There are four dominant sectors of industry: the primary sector, industries material extraction largely raw such as mining and the cultivar, the secondary sector, involving refining and manufacturing, the tertiary sector, which covers services ( such as law and medicine) and distribution of manufactured goods and quaternary sector, a relatively new type of industry that focuses on technological research, design and development as programming and biochemistry of the computer.

In economics and urban planning, industry is a synonym for the secondary sector, which is a type of economic activity involved in the manufacture of goods and raw materials into products.

The industry in the second sense became a dominant sector of production in the European and North American countries during the industrial revolution, which disrupted economies merchant and feudal past with many successive rapid advances in technology, such as the production of steel and coal. It is aided by technological advances, and has continued into new types and sectors to this day. Industrialized countries then undertook an economic policy of capitalist. Railways and steam-driven craft began to rapidly establish links with global markets previously unattainable, allowing private companies to become then-unheard of size and abundance. After the industrial revolution, perhaps a third of economic output of the world is derived from manufacturing industries rather than agriculture part.
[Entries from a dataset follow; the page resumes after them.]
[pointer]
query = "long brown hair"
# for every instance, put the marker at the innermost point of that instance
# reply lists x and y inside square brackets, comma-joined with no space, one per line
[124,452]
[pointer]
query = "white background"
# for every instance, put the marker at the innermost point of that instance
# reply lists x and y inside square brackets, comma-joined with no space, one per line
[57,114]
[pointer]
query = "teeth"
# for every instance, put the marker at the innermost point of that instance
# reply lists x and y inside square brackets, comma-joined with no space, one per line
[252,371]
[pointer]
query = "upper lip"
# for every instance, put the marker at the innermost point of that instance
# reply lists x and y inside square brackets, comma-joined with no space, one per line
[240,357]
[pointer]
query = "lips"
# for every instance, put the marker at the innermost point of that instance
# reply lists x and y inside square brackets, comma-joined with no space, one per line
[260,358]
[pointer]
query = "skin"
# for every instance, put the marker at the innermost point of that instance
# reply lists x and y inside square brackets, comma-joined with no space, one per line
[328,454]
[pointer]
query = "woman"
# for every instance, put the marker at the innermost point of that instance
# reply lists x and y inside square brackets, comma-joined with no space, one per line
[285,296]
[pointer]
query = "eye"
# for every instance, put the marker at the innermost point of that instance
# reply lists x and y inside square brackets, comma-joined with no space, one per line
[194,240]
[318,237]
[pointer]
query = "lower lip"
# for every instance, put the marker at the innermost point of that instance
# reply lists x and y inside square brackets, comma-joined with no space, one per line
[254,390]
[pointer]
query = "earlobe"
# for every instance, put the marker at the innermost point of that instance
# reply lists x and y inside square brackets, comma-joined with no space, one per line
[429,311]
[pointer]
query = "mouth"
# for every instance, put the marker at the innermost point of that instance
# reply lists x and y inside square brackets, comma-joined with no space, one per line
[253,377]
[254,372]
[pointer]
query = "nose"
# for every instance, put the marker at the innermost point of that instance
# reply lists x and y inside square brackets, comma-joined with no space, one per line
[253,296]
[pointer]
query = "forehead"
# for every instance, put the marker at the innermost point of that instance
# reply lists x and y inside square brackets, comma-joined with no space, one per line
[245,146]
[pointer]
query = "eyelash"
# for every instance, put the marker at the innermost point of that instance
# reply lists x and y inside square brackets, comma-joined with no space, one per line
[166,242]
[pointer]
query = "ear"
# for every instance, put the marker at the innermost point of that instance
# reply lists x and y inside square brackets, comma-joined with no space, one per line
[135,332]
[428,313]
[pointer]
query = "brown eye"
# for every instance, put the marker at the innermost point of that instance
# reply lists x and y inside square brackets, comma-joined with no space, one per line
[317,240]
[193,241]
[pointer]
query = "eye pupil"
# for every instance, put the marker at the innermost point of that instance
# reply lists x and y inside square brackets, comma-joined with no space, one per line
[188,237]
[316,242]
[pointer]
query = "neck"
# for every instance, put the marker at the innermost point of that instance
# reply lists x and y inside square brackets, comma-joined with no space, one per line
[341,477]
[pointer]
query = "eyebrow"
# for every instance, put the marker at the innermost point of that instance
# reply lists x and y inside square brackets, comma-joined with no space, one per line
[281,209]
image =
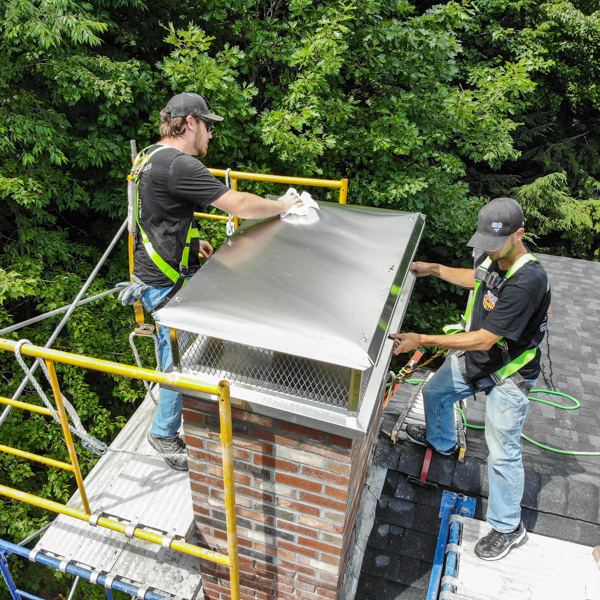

The industrial revolution carried out to the development of the factories for the production on a large scale, with the consequent changes of the company. In the beginning the factories steamer- were actuated, but transitioned later with electricity once than an electric grid was developed. The assembly line mechanized was presented to assemble parts of a fashion which one can repeat, with various workmen carrying out of the specific stages during the process. This carried out to the significant increases in the effectiveness, lowering the cost of the process of end. Posterior automation was employed more and more to replace the human operators. This process accelerated with the development of the computer and the robot.